- Come trovare una stanza senza rischi?
- Quali truffe online colpiscono gli studenti?
- Come riconoscere contratti irregolari?
Affitti per studenti: cresce il rischio di truffe online e contratti irregolari
La ricerca di una stanza per studenti universitari è diventata sempre più complessa e rischiosa. Con l’inizio dei corsi, migliaia di giovani si mettono alla caccia di un alloggio fuori sede, ma devono fare i conti con truffe online, affitti in nero e contratti irregolari. A lanciare l’allarme è SoloAffitti, la principale rete italiana specializzata nella gestione e tutela della rendita immobiliare, che ha pubblicato un vademecum per aiutare gli studenti a evitare frodi e abusi.
Secondo i dati raccolti, il canone medio per una stanza singola si aggira sui 675 euro a Milano, 620 euro a Roma, 350 euro a Firenze, 360 euro a Torino e 310 euro a Bari. Ma non è solo una questione di prezzo: la scarsità di alloggi e la forte concorrenza spingono molti studenti ad accettare condizioni poco chiare o contratti non verificati.
Truffe online in aumento tra gli studenti fuori sede
Il mercato degli affitti per studenti è sempre stato dinamico, ma oggi è diventato terreno fertile per truffatori e operatori improvvisati. “Gli studenti, soprattutto le matricole, spesso non conoscono le regole e si fidano di annunci accattivanti”, spiega Silvia Spronelli, CEO di SoloAffitti.

Negli ultimi due anni, le segnalazioni di truffe online sono aumentate del 20%, con picchi all’inizio dei semestri accademici. Le frodi più comuni riguardano la cosiddetta “truffa della caparra anticipata”: un falso proprietario pubblica un annuncio con foto rubate da internet, chiede una caparra per bloccare la stanza e sparisce dopo l’incasso.
Un altro schema frequente è quello del “proprietario fantasma”, che sostiene di vivere all’estero e richiede un pagamento anticipato senza mostrare l’immobile. Crescono anche i casi di agenzie abusive e database fasulli, che offrono – dietro compenso – elenchi di appartamenti inesistenti o già affittati.
Affitti in nero e contratti non registrati
Oltre alle truffe, permangono numerose irregolarità contrattuali. SoloAffitti segnala che circa il 5% delle segnalazioni riguarda affitti in nero o contratti non registrati. Queste pratiche, oltre a essere illegali, privano le famiglie delle detrazioni fiscali fino al 19% del canone annuo, con un massimo di 2.633 euro per gli studenti fuori sede.

Molti contratti risultano incompleti o contengono clausole non conformi alla legge, come l’ingresso libero del locatore nell’abitazione o spese accessorie forfettarie non rendicontate. Per legge, il contratto deve specificare chiaramente canone e oneri accessori, con la dicitura “salvo conguaglio”.
Un’altra irregolarità riguarda i canoni concordati non asseverati: alcuni proprietari stipulano contratti agevolati senza rispettare gli accordi territoriali previsti dalla legge 431/1998. In questi casi, lo studente può chiedere la restituzione delle somme eccedenti entro sei mesi dalla fine della locazione.

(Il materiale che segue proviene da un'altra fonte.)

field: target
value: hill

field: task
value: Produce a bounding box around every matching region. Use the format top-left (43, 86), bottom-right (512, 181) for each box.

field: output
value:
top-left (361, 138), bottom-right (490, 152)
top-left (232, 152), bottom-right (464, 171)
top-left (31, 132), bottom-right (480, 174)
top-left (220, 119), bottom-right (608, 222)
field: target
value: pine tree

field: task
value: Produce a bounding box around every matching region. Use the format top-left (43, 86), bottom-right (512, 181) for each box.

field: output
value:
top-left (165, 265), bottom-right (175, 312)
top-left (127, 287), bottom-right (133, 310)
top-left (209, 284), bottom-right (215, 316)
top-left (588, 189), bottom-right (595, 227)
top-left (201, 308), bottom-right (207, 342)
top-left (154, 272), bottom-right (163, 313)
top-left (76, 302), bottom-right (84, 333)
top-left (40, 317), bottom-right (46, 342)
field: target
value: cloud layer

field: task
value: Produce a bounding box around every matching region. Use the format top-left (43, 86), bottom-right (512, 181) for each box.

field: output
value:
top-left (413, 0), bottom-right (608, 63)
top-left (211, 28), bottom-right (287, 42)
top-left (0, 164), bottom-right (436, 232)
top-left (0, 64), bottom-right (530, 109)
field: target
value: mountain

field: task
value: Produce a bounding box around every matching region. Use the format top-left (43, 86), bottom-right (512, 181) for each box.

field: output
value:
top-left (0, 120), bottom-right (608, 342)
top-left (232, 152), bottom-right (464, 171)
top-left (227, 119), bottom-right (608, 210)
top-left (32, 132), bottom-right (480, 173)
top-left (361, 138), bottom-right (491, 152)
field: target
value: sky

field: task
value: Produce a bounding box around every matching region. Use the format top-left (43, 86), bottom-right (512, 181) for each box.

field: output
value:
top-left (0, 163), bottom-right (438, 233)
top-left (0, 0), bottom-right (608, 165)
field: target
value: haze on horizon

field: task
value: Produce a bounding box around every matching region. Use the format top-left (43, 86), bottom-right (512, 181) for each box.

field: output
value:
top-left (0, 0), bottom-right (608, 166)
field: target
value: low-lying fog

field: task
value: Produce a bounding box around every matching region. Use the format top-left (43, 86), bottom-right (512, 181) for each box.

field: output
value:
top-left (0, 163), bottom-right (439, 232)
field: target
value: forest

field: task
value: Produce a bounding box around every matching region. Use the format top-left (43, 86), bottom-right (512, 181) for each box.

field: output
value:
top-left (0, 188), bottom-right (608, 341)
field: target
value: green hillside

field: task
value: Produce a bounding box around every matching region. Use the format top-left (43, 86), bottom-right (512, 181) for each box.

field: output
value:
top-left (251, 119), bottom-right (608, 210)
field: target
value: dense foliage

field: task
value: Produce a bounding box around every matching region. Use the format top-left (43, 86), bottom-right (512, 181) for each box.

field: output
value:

Come evitare truffe e affitti irregolari
Per difendersi, SoloAffitti consiglia alcune regole di prudenza:
- Visitare sempre l’immobile prima di versare denaro.
- Diffidare da prezzi troppo bassi rispetto alla media di mercato.
- Non pagare caparre senza un contratto scritto.
- Pretendere la registrazione del contratto all’Agenzia delle Entrate.
- Controllare le spese accessorie, richiedendo la rendicontazione.
- Rivolgersi a professionisti qualificati del settore immobiliare.
“Affidarsi a un professionista non è un costo, ma un investimento in sicurezza”, sottolinea Spronelli. “Serve più informazione e consapevolezza: la fretta e i prezzi bassi sono spesso i primi campanelli d’allarme”.
Truffe anche nei centri universitari di medie dimensioni
Le difficoltà non riguardano più solo le grandi città universitarie. Secondo SoloAffitti, truffe e irregolarità sono in crescita anche a Parma, Perugia, Pavia, Lecce e Trento, dove si registrano più studenti stranieri e nuove sedi universitarie decentrate.
Gli studenti provenienti da altre regioni o dall’estero, spesso ignari del contesto locale, finiscono per affidarsi a piattaforme non verificate o annunci sui social network.
“Il mercato universitario riflette le fragilità del mercato degli affitti nel suo complesso”, conclude Spronelli. “Servono più strumenti pubblici di controllo, sportelli dedicati e database certificati degli immobili per studenti, per garantire trasparenza e tutela a chi cerca casa lontano da casa”.